Toby Dorr: She’s got a master’s degree. And so I said, Chris, guess what? You’re going to get a master’s degree. And he did. And he’s like, I guess he’s learned not to tell me what he isn’t anymore.
Jackie Stuckey: that’s great though. You can talk education, you know.
Toby Dorr: Yes, yes, yes. I just love it. And you know, I’m working on putting together some courses to help women with some foundational development type stuff. And, and I love school so much that it’s so exciting to me, be able to put a course together. I really am looking forward to that.
Jackie Stuckey: Well, good luck with that. I would love to hear how that works out.
Toby Dorr: Yes, I’ll definitely keep you in the loop because I’m really excited about it.
Toby Dorr: So, has there ever been a time in your life when you felt imprisoned? And what did you do to break free?
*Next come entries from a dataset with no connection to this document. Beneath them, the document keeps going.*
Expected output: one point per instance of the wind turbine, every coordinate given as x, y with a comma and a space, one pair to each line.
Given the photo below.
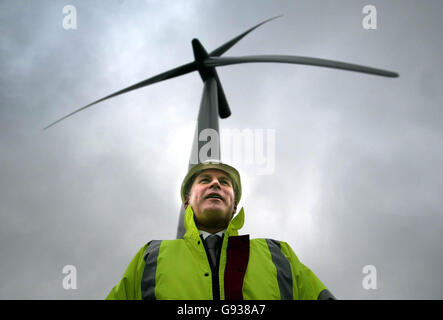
213, 102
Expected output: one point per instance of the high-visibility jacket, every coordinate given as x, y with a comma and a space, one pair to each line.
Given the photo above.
256, 269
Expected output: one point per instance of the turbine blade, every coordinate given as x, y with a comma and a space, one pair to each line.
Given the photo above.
179, 71
215, 62
225, 47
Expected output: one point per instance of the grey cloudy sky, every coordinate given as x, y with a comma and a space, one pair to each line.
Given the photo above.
357, 176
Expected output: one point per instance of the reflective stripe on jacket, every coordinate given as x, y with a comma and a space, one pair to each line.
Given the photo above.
256, 269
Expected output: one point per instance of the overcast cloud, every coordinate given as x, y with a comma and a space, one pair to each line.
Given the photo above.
357, 176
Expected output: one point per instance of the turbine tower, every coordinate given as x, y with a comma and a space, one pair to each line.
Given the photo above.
213, 102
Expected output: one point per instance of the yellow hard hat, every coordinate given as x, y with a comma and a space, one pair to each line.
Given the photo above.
212, 164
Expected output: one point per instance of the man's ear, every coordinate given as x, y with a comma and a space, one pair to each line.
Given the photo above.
186, 203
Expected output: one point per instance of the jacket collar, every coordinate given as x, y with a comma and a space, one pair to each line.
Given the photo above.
235, 224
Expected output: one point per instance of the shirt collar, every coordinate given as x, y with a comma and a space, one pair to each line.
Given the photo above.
206, 234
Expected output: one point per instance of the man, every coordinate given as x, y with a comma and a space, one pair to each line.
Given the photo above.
213, 261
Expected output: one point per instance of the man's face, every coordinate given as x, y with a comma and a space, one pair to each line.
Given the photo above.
212, 200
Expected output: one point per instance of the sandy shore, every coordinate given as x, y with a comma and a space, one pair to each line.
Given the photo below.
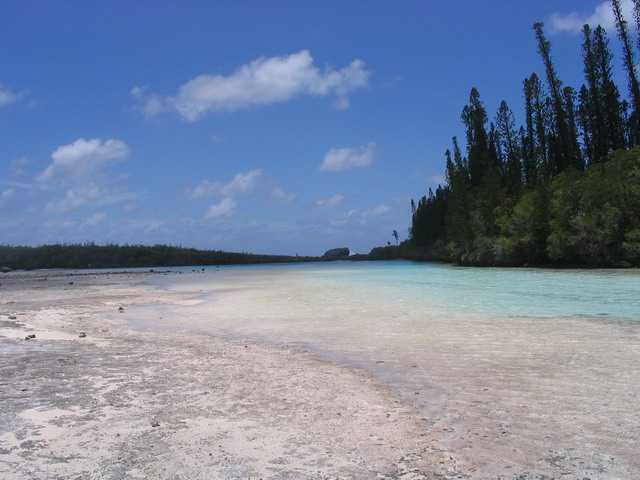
123, 403
92, 397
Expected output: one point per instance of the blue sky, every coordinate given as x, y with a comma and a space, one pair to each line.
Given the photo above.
282, 127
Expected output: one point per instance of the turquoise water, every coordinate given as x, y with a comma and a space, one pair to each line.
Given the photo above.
451, 290
549, 355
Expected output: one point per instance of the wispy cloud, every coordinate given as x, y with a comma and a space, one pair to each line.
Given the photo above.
359, 217
329, 202
338, 159
222, 209
280, 197
264, 81
573, 22
242, 183
77, 175
82, 159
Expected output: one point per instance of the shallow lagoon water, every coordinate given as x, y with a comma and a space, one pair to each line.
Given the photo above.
381, 315
519, 368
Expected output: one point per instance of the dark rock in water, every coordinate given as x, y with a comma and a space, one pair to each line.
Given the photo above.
336, 253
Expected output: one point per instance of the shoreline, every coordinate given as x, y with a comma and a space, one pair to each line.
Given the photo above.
146, 402
123, 402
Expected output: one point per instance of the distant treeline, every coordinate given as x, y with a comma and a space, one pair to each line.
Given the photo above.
89, 255
562, 189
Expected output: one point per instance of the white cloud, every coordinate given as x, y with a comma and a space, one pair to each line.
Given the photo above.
264, 81
95, 219
280, 197
343, 158
18, 167
602, 15
242, 183
223, 209
7, 97
81, 160
78, 197
360, 217
329, 202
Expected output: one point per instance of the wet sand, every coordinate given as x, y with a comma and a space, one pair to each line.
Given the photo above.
539, 402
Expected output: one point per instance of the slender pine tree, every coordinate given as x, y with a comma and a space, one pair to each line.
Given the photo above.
629, 65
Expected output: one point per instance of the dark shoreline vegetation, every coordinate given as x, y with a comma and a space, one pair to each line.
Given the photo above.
561, 190
89, 255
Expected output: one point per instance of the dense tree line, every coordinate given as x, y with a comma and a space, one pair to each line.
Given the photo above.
563, 188
89, 255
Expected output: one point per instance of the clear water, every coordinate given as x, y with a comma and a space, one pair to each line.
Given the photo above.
391, 317
445, 289
549, 355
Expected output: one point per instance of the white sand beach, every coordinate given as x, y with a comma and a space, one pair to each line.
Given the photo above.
92, 397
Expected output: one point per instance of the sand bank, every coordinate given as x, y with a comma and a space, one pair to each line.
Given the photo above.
125, 403
539, 402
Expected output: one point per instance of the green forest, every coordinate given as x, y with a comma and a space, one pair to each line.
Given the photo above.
89, 255
561, 189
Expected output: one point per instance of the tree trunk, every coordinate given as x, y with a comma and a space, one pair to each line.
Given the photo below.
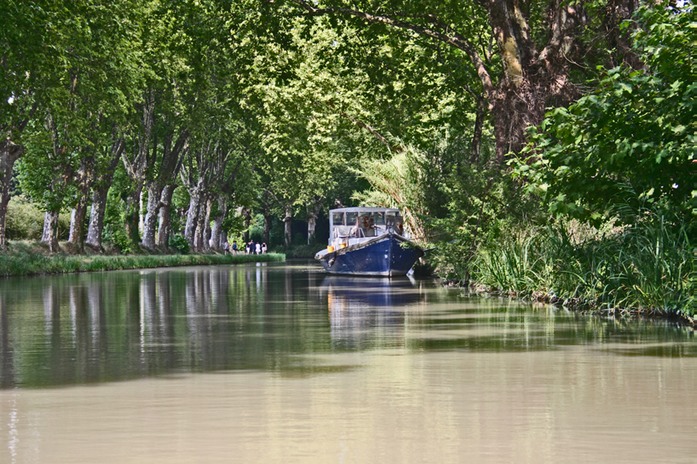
97, 212
77, 222
247, 214
192, 215
132, 214
311, 226
203, 229
165, 221
217, 229
50, 232
99, 196
288, 226
9, 154
151, 215
267, 227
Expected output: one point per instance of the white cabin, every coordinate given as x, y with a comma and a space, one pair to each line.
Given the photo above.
350, 226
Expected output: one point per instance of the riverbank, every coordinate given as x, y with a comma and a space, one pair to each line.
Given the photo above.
26, 259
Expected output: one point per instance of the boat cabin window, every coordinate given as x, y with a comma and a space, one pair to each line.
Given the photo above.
351, 219
379, 218
338, 219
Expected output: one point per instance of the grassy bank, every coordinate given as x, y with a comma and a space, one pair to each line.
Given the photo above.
645, 270
29, 260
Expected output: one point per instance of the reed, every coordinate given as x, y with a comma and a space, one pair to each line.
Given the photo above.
648, 268
24, 263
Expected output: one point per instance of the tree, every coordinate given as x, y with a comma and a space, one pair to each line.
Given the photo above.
629, 144
524, 53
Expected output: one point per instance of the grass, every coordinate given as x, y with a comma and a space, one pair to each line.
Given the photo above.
24, 259
647, 269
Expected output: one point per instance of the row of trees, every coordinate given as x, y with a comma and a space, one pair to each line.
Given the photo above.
144, 116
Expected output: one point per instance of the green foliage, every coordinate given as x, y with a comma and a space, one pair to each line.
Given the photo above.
24, 220
630, 144
180, 243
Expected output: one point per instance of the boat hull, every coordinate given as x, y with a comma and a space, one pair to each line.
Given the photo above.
387, 255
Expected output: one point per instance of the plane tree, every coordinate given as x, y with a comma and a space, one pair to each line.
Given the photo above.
525, 54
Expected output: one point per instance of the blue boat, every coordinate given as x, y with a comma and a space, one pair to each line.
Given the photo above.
368, 241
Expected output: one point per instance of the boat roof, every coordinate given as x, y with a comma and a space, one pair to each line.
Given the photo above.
362, 209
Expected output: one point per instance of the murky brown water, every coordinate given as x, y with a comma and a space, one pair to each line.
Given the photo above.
283, 364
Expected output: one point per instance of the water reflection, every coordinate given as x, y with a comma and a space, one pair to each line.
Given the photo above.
367, 312
123, 325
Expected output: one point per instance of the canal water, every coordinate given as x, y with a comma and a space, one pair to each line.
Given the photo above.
282, 363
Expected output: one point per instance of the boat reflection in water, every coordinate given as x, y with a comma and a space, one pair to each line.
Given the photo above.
367, 312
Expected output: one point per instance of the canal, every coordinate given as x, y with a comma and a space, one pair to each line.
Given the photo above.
282, 363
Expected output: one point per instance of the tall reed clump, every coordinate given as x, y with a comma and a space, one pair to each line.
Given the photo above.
646, 268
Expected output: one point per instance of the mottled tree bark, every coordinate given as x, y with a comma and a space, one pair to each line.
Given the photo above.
49, 235
165, 220
192, 215
97, 212
9, 154
288, 226
217, 229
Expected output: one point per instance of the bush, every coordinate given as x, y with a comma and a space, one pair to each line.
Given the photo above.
24, 220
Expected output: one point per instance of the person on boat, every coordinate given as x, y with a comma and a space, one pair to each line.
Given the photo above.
357, 230
370, 226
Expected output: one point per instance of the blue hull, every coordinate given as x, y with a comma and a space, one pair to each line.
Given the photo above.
388, 255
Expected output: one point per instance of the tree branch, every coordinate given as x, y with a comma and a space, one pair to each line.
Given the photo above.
434, 29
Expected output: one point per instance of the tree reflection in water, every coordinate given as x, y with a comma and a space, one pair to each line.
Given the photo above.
121, 325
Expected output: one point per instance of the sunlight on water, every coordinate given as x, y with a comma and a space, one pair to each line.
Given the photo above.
285, 364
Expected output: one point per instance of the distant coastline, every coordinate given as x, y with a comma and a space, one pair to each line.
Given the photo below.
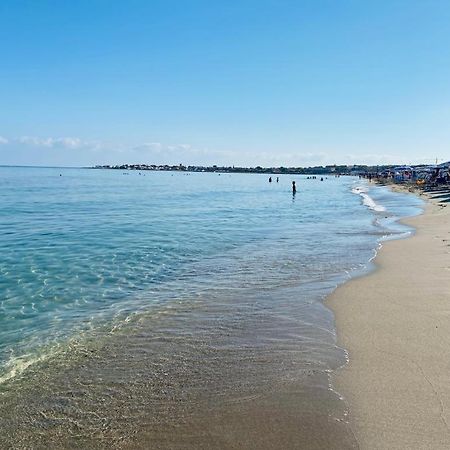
316, 170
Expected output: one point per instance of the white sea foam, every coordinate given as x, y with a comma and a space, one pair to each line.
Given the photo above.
367, 199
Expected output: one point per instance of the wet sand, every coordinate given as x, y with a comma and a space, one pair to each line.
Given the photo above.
395, 324
194, 378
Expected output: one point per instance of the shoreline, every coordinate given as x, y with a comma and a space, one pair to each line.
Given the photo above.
393, 323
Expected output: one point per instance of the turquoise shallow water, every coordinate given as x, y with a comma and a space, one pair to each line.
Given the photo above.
82, 249
148, 310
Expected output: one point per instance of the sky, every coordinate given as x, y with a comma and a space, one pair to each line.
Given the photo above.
247, 82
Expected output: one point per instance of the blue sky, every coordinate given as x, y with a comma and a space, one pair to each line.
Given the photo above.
231, 82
Jackie Stuckey: Uh, yes. Uh, growing up, um, you know, dealing with lots of trauma, um, and, uh. You, you, we were, I was raised in a culture where you, you know, you didn’t tell about the bad things,
Toby Dorr: Yes.
Jackie Stuckey: I’ll never understand that, that, that way of thinking. I mean, I understand it. You know what I mean? I understand it. It’s like, you know, keep what goes on in this house.
Toby Dorr: In this house. Yeah.
Jackie Stuckey: And then if you talk to the elders back then, um, they’re like, well, you know, your parents are doing the best they can sort of thing. And don’t say anything, you know? So I felt like, where do you go? Where do you go for help? How do I, how do I evolve? How do I free from whatever this dysfunction is? How do I,
Toby Dorr: I think it’s kind of a generational curse. It’s it’s what you know, your parents were raised in and their parents before them. And there has to be somebody in that cycle that breaks free and says, I’m going to do this different and kind of breaks out of that. Whatever’s kept people locked because it is generational, you know, if your family’s poor or uneducated and you’re born into the family and it takes a lot for you to break free and not be poor and uneducated because the role models you have aren’t that.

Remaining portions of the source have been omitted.